Por Clóvis Campêlo.
Eleição é sempre um tempo de reencontro, conosco mesmo e com os outros.
Lembro que no já longínquo ano de 1982, em plena Avenida Guararapes, no centro do Recife, às vésperas de mais uma eleição, com o democrata (a palavra ainda não havia sido deturpada) Marcos Freire disputando o governo do Estado contra o biônico Roberto Magalhães, ao lado dos amigos Valmir Sá e Gílson Ayres (já falecido) discutíamos sobre em quem votar.
Enquanto Gílson defendia o voto no incipiente Partido dos Trabalhadores, que tinha em Manoel da Conceição (torturado e o mutilado por um dos governos da ditadura militar), eu e Valmir defendíamos o “voto útil” no PMDB (Partido do Movimento Democrático Brasileiro), surgido naquele mesmo ano após uma fusão do antigo MDB com o Partido Popular (PP) de Tancredo Neves, em nome da restauração da democracia e pelo fim do regime arbitrário que mesmo exaurido ainda se mantinha. Além do mais, Miguel Arraes estava de volta, após o exílio na Argélia, e era preciso fazer-lhe justiça, elegendo-o deputado federal.
Arraes se elegeu deputado federal com 191.471 mil votos, votação recorde em todos os pleitos estaduais até então, abrindo caminho para o seu retorno ao executivo estadual, em 1986.

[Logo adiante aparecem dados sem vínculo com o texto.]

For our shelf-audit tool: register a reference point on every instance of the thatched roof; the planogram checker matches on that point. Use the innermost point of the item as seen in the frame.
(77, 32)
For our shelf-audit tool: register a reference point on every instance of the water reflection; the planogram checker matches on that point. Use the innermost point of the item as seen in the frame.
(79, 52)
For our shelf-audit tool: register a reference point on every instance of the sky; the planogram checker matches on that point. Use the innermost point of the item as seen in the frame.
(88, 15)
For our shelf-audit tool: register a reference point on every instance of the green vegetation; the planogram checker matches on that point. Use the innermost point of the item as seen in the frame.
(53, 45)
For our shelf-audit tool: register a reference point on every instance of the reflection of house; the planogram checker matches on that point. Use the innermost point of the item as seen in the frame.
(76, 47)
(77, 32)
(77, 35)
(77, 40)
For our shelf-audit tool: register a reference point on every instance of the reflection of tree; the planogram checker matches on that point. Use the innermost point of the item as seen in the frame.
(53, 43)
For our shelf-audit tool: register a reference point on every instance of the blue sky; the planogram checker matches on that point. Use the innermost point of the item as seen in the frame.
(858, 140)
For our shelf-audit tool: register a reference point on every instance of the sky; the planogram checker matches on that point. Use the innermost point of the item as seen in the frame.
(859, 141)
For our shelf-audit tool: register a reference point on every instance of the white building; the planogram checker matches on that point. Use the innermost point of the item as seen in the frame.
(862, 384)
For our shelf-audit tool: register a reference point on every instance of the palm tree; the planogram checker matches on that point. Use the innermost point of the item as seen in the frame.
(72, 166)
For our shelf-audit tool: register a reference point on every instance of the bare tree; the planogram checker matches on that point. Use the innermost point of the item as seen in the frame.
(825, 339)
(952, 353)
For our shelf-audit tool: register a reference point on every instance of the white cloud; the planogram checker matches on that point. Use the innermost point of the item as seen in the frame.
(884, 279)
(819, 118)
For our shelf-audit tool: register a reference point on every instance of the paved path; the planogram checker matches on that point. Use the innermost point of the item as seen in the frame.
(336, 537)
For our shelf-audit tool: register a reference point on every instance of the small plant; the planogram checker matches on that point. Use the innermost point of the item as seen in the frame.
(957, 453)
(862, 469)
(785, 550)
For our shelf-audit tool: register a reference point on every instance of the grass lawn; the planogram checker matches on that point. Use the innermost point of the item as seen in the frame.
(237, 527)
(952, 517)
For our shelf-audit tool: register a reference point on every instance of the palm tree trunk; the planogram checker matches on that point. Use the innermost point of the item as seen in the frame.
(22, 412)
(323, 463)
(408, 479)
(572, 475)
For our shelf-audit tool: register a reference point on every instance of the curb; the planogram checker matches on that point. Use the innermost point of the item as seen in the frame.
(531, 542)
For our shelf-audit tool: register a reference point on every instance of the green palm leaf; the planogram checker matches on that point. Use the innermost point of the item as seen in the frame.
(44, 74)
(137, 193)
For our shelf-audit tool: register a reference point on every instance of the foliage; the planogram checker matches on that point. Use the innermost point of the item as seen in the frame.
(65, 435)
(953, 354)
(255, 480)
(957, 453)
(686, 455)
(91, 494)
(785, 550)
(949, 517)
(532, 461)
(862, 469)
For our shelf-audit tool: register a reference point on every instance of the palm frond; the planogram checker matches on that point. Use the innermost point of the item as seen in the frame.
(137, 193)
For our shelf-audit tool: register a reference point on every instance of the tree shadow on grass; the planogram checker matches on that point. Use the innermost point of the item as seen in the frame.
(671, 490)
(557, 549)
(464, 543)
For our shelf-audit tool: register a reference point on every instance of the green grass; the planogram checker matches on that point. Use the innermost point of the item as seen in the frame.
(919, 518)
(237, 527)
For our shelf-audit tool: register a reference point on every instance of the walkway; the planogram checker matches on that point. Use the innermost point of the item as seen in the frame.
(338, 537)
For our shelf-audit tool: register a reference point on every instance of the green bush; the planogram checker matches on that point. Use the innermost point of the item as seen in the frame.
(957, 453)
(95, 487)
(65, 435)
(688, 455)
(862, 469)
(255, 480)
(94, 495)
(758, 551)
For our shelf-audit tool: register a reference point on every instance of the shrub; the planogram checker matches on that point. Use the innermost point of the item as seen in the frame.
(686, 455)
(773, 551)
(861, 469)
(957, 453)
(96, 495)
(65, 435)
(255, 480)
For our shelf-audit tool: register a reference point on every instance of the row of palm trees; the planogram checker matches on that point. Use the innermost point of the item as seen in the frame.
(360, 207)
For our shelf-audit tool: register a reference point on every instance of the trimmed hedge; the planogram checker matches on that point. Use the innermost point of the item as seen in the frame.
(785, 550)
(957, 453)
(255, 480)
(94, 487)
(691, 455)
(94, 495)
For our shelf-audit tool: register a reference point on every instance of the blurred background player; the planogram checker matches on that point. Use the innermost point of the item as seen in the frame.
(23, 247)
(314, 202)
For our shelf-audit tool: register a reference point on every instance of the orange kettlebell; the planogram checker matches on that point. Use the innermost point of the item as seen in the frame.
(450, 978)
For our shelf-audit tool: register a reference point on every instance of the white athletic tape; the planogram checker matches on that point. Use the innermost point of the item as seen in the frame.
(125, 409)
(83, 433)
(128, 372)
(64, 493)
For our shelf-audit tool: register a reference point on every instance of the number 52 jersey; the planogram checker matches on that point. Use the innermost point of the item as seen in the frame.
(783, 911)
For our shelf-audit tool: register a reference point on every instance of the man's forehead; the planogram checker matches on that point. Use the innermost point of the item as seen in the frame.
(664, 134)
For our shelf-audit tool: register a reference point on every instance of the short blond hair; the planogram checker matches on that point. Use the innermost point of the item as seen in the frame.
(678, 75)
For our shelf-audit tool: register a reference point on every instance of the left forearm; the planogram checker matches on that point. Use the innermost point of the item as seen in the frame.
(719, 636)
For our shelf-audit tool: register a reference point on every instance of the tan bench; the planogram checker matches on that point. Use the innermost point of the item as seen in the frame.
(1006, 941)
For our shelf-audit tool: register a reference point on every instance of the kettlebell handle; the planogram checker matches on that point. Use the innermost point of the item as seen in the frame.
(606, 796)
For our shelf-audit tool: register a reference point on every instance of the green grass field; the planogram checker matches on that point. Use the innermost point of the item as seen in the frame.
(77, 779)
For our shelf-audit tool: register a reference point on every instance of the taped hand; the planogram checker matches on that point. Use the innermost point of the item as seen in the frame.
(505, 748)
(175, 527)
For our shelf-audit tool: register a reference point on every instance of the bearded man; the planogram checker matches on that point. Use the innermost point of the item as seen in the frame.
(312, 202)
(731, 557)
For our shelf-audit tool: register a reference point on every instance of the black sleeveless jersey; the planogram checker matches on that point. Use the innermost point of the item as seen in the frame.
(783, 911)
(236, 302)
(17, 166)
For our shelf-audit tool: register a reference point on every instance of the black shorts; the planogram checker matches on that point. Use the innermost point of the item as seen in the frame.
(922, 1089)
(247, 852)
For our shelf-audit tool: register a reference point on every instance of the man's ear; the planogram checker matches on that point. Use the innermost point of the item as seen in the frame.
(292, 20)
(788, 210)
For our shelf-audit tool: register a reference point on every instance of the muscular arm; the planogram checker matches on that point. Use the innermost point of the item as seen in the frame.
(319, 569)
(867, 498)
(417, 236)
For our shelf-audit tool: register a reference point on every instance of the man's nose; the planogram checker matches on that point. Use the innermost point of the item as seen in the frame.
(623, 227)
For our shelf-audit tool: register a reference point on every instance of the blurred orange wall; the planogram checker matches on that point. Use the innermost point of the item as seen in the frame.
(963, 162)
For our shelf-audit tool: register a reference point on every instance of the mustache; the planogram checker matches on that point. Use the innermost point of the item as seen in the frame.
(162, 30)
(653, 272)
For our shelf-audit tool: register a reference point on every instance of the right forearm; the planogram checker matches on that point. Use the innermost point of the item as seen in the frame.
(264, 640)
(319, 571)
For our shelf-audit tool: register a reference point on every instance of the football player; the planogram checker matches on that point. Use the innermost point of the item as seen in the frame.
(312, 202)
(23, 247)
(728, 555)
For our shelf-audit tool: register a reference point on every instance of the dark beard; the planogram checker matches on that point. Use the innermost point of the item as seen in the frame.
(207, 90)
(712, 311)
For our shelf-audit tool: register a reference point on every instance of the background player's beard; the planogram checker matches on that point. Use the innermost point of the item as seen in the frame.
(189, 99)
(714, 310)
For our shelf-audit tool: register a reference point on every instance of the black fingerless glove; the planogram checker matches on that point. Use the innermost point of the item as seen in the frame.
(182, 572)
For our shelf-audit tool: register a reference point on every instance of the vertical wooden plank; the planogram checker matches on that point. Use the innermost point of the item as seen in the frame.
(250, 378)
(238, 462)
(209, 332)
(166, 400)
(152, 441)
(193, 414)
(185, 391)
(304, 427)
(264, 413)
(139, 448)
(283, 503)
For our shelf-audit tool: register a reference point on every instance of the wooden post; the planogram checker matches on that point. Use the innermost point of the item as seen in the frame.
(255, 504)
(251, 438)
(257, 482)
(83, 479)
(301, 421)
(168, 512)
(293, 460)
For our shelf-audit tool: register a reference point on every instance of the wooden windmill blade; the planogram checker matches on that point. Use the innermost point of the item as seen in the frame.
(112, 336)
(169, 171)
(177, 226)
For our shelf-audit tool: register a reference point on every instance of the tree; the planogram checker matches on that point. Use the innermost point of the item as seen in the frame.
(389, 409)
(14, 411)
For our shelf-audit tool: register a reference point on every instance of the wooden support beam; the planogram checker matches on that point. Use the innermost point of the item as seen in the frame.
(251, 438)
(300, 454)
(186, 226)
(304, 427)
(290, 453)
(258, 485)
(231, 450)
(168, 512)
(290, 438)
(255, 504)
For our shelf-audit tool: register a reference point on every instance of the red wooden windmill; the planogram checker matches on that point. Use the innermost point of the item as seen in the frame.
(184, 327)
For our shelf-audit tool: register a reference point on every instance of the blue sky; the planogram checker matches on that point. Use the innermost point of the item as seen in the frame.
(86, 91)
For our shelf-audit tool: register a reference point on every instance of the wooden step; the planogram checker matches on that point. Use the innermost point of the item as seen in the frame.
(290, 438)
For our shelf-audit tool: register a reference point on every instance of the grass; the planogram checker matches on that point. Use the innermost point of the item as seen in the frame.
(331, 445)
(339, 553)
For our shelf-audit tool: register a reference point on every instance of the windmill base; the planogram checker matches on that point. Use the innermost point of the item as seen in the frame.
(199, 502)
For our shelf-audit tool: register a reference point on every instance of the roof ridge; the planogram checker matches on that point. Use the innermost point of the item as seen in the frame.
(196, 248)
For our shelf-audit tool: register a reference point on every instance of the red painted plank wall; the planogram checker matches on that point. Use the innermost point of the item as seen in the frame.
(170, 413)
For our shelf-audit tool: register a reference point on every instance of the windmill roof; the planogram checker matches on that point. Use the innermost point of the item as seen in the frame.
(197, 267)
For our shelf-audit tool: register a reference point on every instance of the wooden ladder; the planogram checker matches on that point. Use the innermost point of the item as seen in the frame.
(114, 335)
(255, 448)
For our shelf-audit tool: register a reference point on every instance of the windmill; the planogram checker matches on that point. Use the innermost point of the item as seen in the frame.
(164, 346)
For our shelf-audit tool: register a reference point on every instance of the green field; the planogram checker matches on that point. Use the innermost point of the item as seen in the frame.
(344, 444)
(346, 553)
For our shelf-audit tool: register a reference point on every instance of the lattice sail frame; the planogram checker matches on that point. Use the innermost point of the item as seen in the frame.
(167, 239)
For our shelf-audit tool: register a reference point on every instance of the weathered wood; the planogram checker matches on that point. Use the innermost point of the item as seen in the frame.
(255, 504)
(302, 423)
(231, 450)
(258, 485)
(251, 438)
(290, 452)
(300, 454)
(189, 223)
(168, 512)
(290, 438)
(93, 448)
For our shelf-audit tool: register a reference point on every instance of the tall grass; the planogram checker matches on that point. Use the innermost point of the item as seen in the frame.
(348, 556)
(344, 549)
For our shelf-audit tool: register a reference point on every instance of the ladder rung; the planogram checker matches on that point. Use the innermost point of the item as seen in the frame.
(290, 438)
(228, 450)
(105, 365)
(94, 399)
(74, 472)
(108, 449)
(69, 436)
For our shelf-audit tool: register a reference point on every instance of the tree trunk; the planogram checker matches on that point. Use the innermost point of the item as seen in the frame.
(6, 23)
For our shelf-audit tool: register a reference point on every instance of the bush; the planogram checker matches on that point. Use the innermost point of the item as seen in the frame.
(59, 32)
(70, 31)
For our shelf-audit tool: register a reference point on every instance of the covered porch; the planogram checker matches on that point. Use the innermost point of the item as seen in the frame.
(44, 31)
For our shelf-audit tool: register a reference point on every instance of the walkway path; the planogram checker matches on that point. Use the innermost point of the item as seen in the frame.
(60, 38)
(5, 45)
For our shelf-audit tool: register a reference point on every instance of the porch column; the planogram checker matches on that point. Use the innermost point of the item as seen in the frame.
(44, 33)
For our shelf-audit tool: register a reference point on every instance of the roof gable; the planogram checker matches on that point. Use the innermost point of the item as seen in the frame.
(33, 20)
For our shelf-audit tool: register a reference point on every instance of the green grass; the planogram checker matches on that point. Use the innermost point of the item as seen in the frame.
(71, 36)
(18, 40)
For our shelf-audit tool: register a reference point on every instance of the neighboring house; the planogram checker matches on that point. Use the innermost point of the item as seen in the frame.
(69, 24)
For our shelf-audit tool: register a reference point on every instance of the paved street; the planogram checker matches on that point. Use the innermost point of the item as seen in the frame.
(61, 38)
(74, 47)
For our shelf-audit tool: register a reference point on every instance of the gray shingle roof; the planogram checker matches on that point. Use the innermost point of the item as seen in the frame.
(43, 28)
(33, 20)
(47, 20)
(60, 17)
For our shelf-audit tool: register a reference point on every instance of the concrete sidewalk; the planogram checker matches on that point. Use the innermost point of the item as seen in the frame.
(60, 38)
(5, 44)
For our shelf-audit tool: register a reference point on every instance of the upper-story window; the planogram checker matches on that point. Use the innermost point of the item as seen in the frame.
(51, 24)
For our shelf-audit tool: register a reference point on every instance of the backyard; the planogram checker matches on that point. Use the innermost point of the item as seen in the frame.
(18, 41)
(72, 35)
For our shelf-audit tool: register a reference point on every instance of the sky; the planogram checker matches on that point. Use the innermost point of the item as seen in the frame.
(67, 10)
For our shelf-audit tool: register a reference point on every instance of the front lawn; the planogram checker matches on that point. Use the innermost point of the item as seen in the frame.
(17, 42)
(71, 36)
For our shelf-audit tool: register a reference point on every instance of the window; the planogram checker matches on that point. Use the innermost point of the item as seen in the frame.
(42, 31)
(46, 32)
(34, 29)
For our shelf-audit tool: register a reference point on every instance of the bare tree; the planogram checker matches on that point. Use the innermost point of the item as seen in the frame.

No entanto, para governador, perdemos todos nós. O petista Manoel da Conceição teve uma votação irrisória e Marcos Freire, inesperadamente, foi derrotado por Roberto Magalhães. A democracia ainda engatinhava, pensávamos nós, e na sua imaturidade ainda permitiria aquele equívoco.
Anos depois, às vésperas de uma outra eleição estadual, reencontro Gílson Ayres em plena Avenida Conde da Boa Vista, também no centro do Recife. Sem a presença de Valmir Sá, reavaliamos as nossas posições. Eu, finalmente, havia optado e postava no peito a estrela vermelha do PT, na esperança de uma revolução para a esquerda que sucedesse a revolução que já tínhamos sofrido para a direita. Para minha surpresa, Gílson era agora um direitista empedernido, criticando as utopias socialistas que ainda me alimentavam alma e fazendo campanha para o mesmo Roberto Magalhães que havia sido governador biônico do regime militar. Mudanças, mudanças, mudanças…
Penso nisso agora que, depois de muitos anos votando no Partido dos Trabalhadores, abri mão dessa prerrogativa para votar em um candidato olímpico, Roberto Numeriano, do Partido Comunista Brasileiro. O que me levou à isso? A patifaria interna do PT na escolha do seu candidato, jogando no lixo a propalada democracia interna e, sob a mão de ferro do Diretório Nacional, empurrando-nos goela abaixo um candidato “biônico”, o senador Humberto Costa. Com esse gesto de autoritarismo, muitas foram as perdas para o partido e isso se refletiu diretamente na campanha e na eleição. O partido encolheu, no Recife, perdendo vereadores, a prefeitura e o respeito dos seus eleitores.
Durante a própria campanha, refletiu-se também na falta de rumo e propostas do candidato petista. Foi uma campanha mal feita e desorientada. Entendo que isso tudo prejudicou o desempenho do partido muito mais do que o julgamento do famigerado mensalão.
Passado o cataclismo, penso que resta ao Partido dos Trabalhadores calçar as sandálias da humildade, fazer um mea culpa e, principalmente, retomar os rumos e as ligações sociais que fizeram desse partido uma agremiação única na história partidária brasileira. Se isso não acontecer, não acredito que ele possa sobreviver com a dignidade e a retidão suficientes para levar em frente um projeto nacional, de reforma política e administrativa desse país.
Precisamos de revoluções benignas na educação, na saúde pública, na habitação, no transporte coletivo e em outras áreas que devem ser monitoradas e administradas sempre pelo poder público.
Para mim, hoje, não interessa à caça às bruxas. Quem deve, deve pagar pelo que fez. No entanto, não somos tolos o suficiente de acreditar que a “justiça” é neutra e justa. O jogo pelo poder é muito mais sujo e hipócrita do que imagina a nossa vã filosofia, e ao PT também cabe a culpa de ter acreditado e apostado nele.